I get this warning message which does not seem relevant to the command run.

Warning message:
In if (category == "raster") { :
  the condition has length > 1 and only the first element will be used

The reason is that the default argument for category is a vector of three choices. This function should probably have the line

category <- match.arg(category)

Testing / continuous integration

I noticed that the Travis and Appveyor tests are failing. At least the Travis tests should be passing. It looks like the problem is that the installation of rgdal fails because you don't have the rgdal dev package installed on Ubuntu. I'm not sure why the binary package as specified in the Travis file is not working. But you should be able to install rgdal from source if you install the apt package libgdal-dev. As for Appveyor, it looks like the problem has to do with package installation as well.

Not a requirement, but you might consider adding code coverage with covr.

Stylistic considerations

I'd suggest changing the title of the introductory vignette to "Introduction to rnaturalearth."

The package is inconsistent in how it handles spaces around = in function arguments. All user-facing documentation (i.e., examples and vignettes) should be made consistent in having a single space on both sides of the =. There are a few places with inconsistent spacing around parentheses as well.

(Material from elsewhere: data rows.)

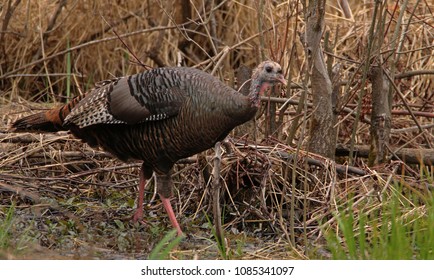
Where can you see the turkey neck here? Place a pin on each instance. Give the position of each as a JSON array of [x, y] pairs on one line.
[[245, 107]]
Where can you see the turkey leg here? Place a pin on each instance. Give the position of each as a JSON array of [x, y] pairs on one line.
[[144, 175], [171, 214]]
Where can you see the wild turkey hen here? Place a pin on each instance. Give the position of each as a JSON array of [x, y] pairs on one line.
[[158, 116]]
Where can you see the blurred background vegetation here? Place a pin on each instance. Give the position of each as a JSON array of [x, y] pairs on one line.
[[65, 200]]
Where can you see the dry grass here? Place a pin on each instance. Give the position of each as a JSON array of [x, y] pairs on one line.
[[75, 202]]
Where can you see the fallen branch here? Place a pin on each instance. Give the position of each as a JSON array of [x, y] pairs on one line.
[[409, 156]]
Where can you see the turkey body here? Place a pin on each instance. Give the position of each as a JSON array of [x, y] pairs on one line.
[[158, 116], [185, 125]]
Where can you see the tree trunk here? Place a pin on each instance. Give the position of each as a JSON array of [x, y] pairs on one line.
[[380, 117], [322, 132]]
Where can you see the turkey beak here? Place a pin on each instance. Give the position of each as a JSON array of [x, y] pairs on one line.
[[280, 78]]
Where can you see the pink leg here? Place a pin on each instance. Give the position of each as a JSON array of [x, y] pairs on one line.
[[138, 214], [171, 214]]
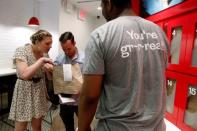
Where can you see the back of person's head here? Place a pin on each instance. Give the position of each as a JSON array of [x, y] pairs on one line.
[[66, 36], [121, 3], [39, 36]]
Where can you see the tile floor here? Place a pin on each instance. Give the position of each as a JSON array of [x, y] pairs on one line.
[[57, 125]]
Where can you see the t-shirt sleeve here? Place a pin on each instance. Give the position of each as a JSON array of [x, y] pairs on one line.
[[19, 54], [94, 58]]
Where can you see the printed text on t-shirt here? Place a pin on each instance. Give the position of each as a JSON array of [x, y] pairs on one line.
[[126, 49]]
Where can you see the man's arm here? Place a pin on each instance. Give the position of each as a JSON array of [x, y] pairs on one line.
[[88, 100]]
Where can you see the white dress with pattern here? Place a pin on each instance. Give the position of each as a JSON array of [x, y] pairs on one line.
[[29, 98]]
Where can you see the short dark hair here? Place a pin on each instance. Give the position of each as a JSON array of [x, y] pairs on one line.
[[66, 36], [121, 3]]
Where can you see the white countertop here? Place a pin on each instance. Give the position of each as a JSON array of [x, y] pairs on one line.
[[7, 71]]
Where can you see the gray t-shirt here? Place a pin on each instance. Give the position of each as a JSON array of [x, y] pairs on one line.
[[131, 54]]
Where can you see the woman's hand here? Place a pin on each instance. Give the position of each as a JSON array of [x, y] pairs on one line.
[[48, 67], [44, 60]]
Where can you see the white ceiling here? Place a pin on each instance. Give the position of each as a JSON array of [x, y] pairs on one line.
[[89, 6]]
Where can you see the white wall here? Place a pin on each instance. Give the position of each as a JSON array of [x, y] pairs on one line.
[[49, 20], [81, 29], [13, 30]]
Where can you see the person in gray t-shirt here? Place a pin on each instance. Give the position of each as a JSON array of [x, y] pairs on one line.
[[124, 73]]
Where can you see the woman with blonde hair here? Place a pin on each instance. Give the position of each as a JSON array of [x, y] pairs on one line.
[[29, 103]]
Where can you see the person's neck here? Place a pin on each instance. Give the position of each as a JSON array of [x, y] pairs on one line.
[[37, 53]]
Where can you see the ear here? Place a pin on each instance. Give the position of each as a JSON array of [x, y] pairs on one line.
[[109, 6]]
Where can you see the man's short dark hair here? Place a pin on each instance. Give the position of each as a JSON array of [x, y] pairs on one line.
[[121, 3], [66, 36]]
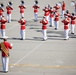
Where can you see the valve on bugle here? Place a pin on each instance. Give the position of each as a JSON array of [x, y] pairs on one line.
[[22, 2]]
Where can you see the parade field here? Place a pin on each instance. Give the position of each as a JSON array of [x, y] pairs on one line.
[[33, 56]]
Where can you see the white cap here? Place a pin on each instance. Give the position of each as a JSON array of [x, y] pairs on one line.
[[6, 37]]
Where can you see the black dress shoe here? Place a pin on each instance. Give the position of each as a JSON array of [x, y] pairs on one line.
[[5, 71]]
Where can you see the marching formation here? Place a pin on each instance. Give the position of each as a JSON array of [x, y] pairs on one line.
[[51, 16]]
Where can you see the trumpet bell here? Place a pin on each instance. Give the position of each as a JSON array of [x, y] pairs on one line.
[[59, 3]]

That's about it. Nice work!

andysouth · 2016-05-20T10:08:48Z

Many thanks @lmullen for the thorough 2nd review. I'll sort these issues over the next couple of weeks.

andysouth · 2016-06-02T11:08:25Z

@sckott I've addressed all issues except one. There's a remaining problem with Travis rgdal install that I've fought with and failed, be good to get some input as it seems you may have had similar with rnoaa. Appveyor is now building successfully.

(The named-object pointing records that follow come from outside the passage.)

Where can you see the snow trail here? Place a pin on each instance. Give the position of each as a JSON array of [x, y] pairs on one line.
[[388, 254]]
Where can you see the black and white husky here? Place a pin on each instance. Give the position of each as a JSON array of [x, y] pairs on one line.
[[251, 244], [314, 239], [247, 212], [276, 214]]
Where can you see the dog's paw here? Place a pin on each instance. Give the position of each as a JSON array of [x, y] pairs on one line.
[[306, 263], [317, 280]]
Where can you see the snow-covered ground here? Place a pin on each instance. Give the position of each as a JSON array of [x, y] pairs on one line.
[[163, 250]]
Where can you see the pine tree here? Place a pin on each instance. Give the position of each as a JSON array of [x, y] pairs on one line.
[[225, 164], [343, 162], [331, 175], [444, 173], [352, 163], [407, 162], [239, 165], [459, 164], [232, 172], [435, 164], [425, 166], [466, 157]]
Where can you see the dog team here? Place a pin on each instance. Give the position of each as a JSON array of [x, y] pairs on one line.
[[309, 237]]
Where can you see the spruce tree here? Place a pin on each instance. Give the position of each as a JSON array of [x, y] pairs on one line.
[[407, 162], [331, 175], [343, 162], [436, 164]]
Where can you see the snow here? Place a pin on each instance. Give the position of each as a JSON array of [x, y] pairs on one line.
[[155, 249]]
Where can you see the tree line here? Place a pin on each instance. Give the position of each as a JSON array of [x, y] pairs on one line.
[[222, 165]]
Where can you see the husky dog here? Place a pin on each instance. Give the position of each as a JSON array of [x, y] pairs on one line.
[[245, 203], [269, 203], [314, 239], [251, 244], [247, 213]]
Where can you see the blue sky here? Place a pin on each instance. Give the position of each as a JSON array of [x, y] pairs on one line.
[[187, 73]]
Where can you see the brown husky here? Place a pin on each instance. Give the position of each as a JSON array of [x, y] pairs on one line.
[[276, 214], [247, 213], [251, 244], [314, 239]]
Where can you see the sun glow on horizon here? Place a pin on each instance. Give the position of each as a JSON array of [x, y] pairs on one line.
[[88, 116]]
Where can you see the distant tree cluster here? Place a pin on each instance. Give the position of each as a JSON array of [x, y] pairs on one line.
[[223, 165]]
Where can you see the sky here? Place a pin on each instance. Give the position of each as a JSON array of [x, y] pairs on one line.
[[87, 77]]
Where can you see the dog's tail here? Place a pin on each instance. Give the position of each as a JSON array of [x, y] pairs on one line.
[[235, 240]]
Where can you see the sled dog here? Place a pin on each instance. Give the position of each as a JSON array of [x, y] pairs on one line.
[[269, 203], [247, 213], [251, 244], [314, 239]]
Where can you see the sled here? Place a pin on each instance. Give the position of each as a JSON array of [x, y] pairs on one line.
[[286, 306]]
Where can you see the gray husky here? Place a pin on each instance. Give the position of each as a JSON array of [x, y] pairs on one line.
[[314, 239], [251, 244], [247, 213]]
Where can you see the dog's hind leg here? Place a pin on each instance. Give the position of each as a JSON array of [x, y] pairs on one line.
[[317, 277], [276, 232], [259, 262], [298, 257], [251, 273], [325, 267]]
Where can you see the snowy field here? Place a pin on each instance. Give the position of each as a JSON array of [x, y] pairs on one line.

responses to 2nd rOpenSci review from @lmullen

Separation of packages

Using rOpenSci repository for loading data packages instead of devtools.

Done for rnaturalearthhires, but rnaturalearthdata is not yet on rOpenSCi or CRAN, I have put in the code ready to change once rnaturalearthdata is on rOpenSci.

               #utils::install.packages("rnaturalearthdata",
               #                        repos = c("http://packages.ropensci.org", "http://cran.rstudio.com"),
               #                        type = "source")

I'd still like to see package version numbers for the dependencies in the DESCRIPTION.

Done

R CMD check

* checking R code for possible problems ... NOTE

ne_download: no visible global function definition for ‘download.file’

ne_download: no visible global function definition for ‘unzip’

done

The vignette fails to build if rnaturalearthhires is not available. Since that package won't be CRAN, I don't think this is going to pass CRAN checks. You should probably add eval = FALSE to the chunks in the vignette that use the high resolution data.

done

I get a warning message when running the code in the examples in ne_download()

In if (category == "raster") { :

the condition has length > 1 and only the first element will be used

done

Testing / continuous integration

Travis and Appveyor tests are failing. At least the Travis tests should be passing. It looks like the problem is that the installation of rgdal fails because you don't have the rgdal dev package installed on Ubuntu. I'm not sure why the binary package as specified in the Travis file is not working. But you should be able to install rgdal from source if you install the apt package libgdal-dev. As for Appveyor, it looks like the problem has to do with package installation as well.

Now build success on appveyor

For Travis I've tried various fixes but still can't get rgdal to install despite the binary installation seemingly working for travis on similar packages e.g. https://github.com/Hackout2/repijson/blob/master/.travis.yml

I'd appreciate any input on this.

Not a requirement, but you might consider adding code coverage with covr.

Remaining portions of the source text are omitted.